On the contrary, it has worked hard at safer highway engineering and at driver training, believing these to be the major areas for concern. That accidents are caused by unsafe roads and unsafe drivers is plausible enough. Indeed, all other agencies concerned with automotive safety, from the highway police to the high schools, picked the same targets for their campaigns. These campaigns have produced results. The number of accidents on highways built for safety has been greatly lessened. Similarly, safety-trained drivers have been involved in far fewer accidents.
But although the ratio of accidents per thousand cars or per thousand miles driven has been going down, the total number of accidents and the severity of them have kept creeping up.

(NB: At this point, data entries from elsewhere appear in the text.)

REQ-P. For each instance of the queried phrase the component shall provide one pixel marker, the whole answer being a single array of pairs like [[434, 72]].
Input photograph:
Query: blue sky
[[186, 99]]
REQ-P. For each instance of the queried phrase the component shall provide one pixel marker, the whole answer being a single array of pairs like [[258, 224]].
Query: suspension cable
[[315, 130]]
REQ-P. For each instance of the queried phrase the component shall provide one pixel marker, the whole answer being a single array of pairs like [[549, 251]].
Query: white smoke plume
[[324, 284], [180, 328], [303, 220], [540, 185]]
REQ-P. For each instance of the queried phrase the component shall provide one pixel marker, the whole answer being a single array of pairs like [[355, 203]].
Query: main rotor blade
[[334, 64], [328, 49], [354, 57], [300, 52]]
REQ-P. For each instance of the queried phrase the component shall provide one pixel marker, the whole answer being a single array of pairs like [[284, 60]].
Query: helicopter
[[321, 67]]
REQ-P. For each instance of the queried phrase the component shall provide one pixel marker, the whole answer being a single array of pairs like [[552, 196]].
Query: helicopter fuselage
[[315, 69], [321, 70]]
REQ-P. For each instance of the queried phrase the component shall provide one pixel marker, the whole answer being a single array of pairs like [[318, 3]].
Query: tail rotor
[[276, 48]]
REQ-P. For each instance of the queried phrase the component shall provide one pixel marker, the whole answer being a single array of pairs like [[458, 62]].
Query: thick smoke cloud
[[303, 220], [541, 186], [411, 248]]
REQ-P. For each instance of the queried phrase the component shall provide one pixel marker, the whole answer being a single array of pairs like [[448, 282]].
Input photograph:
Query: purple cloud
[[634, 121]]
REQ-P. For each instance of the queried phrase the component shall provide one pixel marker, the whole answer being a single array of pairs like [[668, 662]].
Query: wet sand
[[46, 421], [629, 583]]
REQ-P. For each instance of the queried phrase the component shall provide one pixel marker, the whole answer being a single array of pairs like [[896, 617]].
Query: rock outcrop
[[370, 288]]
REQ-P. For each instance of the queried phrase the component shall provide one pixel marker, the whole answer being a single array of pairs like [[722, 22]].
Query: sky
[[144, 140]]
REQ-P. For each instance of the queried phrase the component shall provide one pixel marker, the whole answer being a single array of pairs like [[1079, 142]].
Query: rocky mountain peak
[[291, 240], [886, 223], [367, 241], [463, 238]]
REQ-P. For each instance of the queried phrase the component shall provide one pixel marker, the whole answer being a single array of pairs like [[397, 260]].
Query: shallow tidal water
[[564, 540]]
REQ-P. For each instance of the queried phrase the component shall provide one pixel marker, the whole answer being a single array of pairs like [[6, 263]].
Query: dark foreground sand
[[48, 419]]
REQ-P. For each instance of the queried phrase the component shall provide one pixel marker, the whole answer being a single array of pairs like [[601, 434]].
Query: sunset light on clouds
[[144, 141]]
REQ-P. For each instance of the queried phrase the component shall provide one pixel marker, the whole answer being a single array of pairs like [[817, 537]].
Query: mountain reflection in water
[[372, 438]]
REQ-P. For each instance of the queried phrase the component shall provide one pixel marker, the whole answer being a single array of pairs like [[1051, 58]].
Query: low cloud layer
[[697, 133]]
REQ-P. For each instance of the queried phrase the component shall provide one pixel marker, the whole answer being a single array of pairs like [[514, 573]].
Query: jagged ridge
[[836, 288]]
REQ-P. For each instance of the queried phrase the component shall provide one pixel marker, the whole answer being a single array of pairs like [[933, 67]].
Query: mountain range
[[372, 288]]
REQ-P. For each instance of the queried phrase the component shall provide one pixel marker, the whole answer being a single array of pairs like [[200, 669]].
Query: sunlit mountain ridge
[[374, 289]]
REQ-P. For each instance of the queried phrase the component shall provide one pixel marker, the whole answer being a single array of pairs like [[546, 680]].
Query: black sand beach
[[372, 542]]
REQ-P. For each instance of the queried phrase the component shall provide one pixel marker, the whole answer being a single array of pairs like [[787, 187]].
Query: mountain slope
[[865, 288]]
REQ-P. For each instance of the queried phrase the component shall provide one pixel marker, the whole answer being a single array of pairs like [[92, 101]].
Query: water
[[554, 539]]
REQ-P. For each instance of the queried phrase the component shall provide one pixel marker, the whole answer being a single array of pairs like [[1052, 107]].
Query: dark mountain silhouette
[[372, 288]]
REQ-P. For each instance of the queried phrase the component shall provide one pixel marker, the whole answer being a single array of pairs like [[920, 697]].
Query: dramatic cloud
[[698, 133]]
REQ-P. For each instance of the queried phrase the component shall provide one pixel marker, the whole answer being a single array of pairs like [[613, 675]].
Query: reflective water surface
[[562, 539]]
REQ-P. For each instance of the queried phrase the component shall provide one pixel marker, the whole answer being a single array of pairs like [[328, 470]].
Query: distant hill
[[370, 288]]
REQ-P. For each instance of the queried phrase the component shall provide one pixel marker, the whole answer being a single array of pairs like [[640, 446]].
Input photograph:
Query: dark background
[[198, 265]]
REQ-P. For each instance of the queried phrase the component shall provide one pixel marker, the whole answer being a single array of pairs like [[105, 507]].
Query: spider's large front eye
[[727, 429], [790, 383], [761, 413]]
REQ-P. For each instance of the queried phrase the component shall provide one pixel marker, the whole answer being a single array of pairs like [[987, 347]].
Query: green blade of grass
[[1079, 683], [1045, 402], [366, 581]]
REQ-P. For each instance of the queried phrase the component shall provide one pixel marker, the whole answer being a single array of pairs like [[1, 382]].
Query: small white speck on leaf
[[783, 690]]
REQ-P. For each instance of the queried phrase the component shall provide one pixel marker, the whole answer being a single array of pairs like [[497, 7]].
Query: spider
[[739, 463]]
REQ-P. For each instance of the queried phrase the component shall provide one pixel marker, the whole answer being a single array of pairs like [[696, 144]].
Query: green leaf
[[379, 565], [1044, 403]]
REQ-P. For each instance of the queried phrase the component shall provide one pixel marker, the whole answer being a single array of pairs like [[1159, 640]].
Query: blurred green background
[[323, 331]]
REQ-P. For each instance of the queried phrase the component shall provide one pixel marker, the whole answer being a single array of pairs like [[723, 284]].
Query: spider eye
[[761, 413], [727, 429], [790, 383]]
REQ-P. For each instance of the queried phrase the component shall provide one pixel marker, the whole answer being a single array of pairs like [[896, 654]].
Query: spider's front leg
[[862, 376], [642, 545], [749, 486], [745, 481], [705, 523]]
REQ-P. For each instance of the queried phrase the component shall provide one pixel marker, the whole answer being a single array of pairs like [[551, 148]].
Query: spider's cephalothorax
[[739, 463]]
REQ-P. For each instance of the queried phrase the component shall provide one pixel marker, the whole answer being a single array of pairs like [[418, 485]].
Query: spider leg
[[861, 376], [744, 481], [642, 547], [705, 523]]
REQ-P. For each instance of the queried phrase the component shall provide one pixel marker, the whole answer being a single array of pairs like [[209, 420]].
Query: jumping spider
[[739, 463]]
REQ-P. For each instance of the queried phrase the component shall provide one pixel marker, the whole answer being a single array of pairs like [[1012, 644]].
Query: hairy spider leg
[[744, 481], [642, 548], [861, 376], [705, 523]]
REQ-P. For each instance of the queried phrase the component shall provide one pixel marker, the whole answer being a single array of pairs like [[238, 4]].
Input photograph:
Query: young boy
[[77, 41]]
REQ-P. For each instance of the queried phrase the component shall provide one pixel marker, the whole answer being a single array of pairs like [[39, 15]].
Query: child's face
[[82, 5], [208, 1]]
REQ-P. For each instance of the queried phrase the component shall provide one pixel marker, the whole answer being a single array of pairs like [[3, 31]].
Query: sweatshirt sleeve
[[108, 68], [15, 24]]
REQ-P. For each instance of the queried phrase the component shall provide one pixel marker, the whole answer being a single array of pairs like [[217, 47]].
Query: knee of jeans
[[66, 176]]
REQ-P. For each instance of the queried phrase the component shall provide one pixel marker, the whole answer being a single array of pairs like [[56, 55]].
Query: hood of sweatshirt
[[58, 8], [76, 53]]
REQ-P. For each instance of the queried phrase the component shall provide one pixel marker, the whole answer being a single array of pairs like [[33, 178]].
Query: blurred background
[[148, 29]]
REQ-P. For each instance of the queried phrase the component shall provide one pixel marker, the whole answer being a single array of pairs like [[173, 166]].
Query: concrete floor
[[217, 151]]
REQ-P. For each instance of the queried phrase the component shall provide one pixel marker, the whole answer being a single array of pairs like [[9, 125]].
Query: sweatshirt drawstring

It should therefore have become clear long ago that something would have to be done about the small but significant probability that accidents will occur despite safety laws and safety training.
This means that future safety campaigns will have to be supplemented by engineering to make accidents themselves less dangerous. Whereas cars have been engineered to be safe when used correctly, they will also have to be engineered for safety when used incorrectly.
There is only one safeguard against becoming the prisoner of an incomplete definition: check it again and again against all the observable facts, and throw out a definition the moment it fails to encompass any of them.
Effective decision makers always test for signs that something is atypical or something unusual is happening, always asking: Does the definition explain the observed events, and does it explain all of them? They always write out what the definition is expected to make happen—for instance, make automobile accidents disappear—and then test regularly to see if this really happens. Finally, they go back and think the problem through again whenever they see something atypical, when they find unexplained phenomena, or when the course of events deviates, even in details, from expectations.
These are in essence the rules Hippocrates laid down for medical diagnosis well over 2,000 years ago. They are the rules for scientific observation first formulated by Aristotle and then reaffirmed by Galileo 300 years ago. These, in other words, are old, well-known, time-tested rules, which an executive can learn and apply systematically.
The next major element in the decision process is defining clear specifications as to what the decision has to accomplish. What are the objectives the decision has to reach? What are the minimum goals it has to attain? What are the conditions it has to satisfy? In science these are known as “boundary conditions.” A decision, to be effective, needs to satisfy the boundary conditions. Consider:
“Can our needs be satisfied,” Alfred P. Sloan, Jr. presumably asked himself when he took command of General Motors in 1922, “by removing the autonomy of our division heads?” His answer was clearly in the negative. The boundary conditions of his problem demanded strength and responsibility in the chief operating positions. This was needed as much as unity and control at the center. Everyone before Sloan had seen the problem as one of personalities—to be solved through a struggle for power from which one man would emerge victorious. The boundary conditions, Sloan realized, demanded a solution to a constitutional problem—to be solved through a new structure: decentralization which balanced local autonomy of operations with central control of direction and policy.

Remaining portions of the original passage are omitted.